Phineas Gage. Photo:Jack and Beverly Wilgus CC BY-SA 3.0

Phineas Gage. Photo:Jack and Beverly Wilgus CC BY-SA 3.0

Conscious and almost unfazed by the grisly accident, he was rushed in a railroad cart to his lodgings for urgent medical attention. He went to the doctor saying, “Here’s business enough for you”. Dr. John Harlow tended Gage’s wounds, cleaning up the blood and making sure there were no pieces of his skull lodged in his brain.

Gage's skull and tamping iron in the Warren Anatomical Museum, 1870

Gage’s skull and tamping iron in the Warren Anatomical Museum, 1870

Unfortunately, the wound became infected since Harlow used his fingers to remove the skull fragments, causing Gage to fall in a semi-comatose state. His family didn’t expect him to survive the horrible accident and lost all hope of reviving him, but later he miraculously recovered and was ready to return to his home in New Hampshire.

Apparently, the accident wasn’t without its consequences. Having survived severe facial injuries, damaging a frontal lobe, losing an eye, and fracturing a skull; his mental well-being and emotional intelligence were also put to question. Harlow wrote a report on Gage’s mental changes, describing him as “fitful, irreverent, indulging at times in the grossest profanity… capricious and vacillating…”. He had lost his social skills and shifted his behavior, making ordinary tasks and decision-making difficult.

Phineas Gage Cased Daguerreotype Photo:Jack and Beverly Wilgus CC BY-SA 3.0

Phineas Gage Cased Daguerreotype Photo:Jack and Beverly Wilgus CC BY-SA 3.0

His friends and coworkers had known him as a well-respected worker and a decent man, and certainly noticed this unusual change of character, stating that he was “no longer Gage”. The railroad company refused to have him go back to work in this dangerous mental condition.

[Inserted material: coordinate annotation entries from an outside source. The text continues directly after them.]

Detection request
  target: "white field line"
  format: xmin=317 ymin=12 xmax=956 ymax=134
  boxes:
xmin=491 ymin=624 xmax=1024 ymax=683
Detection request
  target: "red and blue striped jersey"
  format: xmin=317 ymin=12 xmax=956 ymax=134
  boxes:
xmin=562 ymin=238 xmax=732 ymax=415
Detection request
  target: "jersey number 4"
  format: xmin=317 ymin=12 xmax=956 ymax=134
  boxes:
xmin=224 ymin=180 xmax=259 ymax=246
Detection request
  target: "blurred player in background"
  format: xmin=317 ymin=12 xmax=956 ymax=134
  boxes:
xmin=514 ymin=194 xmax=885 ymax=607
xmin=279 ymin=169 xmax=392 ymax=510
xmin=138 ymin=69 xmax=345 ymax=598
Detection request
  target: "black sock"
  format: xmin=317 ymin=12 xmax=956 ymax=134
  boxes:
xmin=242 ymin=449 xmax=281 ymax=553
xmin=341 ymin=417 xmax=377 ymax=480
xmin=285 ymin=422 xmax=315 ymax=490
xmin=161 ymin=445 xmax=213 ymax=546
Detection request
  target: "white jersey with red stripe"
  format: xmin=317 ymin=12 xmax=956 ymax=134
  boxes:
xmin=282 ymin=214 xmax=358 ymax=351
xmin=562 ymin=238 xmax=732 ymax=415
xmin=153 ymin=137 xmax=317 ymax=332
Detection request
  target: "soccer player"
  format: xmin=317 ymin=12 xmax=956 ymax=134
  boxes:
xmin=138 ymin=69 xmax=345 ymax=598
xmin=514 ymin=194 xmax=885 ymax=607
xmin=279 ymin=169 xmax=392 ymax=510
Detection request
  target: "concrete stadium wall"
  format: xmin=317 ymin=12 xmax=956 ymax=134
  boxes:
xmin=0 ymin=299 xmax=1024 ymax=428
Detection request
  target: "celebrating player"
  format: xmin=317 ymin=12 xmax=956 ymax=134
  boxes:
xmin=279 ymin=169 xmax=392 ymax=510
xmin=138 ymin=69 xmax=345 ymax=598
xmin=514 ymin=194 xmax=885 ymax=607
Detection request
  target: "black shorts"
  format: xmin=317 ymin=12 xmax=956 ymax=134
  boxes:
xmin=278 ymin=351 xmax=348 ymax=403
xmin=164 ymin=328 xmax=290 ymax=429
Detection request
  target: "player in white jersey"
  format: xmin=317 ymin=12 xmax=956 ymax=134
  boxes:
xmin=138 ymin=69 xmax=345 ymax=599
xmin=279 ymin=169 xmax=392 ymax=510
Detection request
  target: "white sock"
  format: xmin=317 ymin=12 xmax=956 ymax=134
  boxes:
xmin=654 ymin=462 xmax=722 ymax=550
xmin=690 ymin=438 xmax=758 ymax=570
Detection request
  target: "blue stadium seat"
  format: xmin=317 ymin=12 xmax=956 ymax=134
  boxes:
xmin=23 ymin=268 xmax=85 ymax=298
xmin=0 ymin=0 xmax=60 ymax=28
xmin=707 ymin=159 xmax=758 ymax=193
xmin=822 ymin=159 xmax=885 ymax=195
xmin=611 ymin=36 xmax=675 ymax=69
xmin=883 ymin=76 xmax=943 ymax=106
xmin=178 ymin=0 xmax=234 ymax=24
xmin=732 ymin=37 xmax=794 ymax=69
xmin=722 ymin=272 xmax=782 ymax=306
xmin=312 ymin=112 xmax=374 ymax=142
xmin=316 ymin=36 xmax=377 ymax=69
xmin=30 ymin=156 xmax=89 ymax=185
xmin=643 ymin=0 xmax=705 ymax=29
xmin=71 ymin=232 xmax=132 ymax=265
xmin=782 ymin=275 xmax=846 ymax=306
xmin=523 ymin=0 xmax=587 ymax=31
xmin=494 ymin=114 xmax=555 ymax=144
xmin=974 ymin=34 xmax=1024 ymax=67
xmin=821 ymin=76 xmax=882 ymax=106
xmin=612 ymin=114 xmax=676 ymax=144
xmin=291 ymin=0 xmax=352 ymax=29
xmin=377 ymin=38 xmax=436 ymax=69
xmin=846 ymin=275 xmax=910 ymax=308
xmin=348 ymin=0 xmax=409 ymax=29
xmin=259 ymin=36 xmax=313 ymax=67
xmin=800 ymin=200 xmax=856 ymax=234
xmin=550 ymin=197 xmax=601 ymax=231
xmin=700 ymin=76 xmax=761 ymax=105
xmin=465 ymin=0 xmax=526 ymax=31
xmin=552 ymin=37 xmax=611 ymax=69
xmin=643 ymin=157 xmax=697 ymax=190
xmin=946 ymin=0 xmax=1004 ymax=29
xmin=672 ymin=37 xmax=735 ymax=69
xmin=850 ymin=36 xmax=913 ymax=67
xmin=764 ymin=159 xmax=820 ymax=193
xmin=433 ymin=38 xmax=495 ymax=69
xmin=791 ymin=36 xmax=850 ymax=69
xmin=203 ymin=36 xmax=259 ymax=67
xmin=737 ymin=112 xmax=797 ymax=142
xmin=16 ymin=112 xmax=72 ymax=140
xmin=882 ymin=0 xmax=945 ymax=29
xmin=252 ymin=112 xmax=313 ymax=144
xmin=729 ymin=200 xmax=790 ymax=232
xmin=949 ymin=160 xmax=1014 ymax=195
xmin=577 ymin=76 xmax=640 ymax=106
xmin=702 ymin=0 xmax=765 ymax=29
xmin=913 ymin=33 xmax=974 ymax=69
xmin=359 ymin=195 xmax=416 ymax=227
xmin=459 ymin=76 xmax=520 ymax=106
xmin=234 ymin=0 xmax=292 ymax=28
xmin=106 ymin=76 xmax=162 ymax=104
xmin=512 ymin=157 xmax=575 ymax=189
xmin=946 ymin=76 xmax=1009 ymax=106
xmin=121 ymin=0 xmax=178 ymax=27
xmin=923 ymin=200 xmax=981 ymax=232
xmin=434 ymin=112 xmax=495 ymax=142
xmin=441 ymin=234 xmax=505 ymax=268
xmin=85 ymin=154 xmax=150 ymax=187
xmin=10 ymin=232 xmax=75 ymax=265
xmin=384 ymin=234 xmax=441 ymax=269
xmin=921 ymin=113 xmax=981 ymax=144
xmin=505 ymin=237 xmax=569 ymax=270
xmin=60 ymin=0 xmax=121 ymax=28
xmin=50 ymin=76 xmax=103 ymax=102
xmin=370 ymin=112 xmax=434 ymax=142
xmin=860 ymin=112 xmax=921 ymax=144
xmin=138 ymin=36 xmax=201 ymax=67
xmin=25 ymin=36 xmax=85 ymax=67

He began to work at a stable in New Hampshire, as well as other menial jobs like driving coaches in Chile. Reportedly, these jobs had a soothing effect on his mental instability. He began to act like his former self, and a couple of years after the accident, Gage was far more functional and socially adaptable.

Phineas gage – 1868 skull diagram

Phineas gage – 1868 skull diagram

Gage’s symptoms were not overlooked by scientists, as they served in supporting various studies in neuropsychology, further cementing the claims that certain areas in the frontal cortex were responsible for behavior, temper, and character. His case was the first one to show correlations between brain trauma and personality change.

Read another story from us: Victorians at the beach and the bizarre device called the “Bathing Machine”

Phineas Gage died at the age of 35 from seizures caused by the trauma. He has been since remembered as a key figure in many neuroscience books, opening new doors for medical studies. His body was exhumed in 1867 and his skull and the rod were been sent to Dr. Harlow for further studies. The two objects are now at the Warren Anatomical Museum at the Harvard University School of Medicine as “relics of neurology”.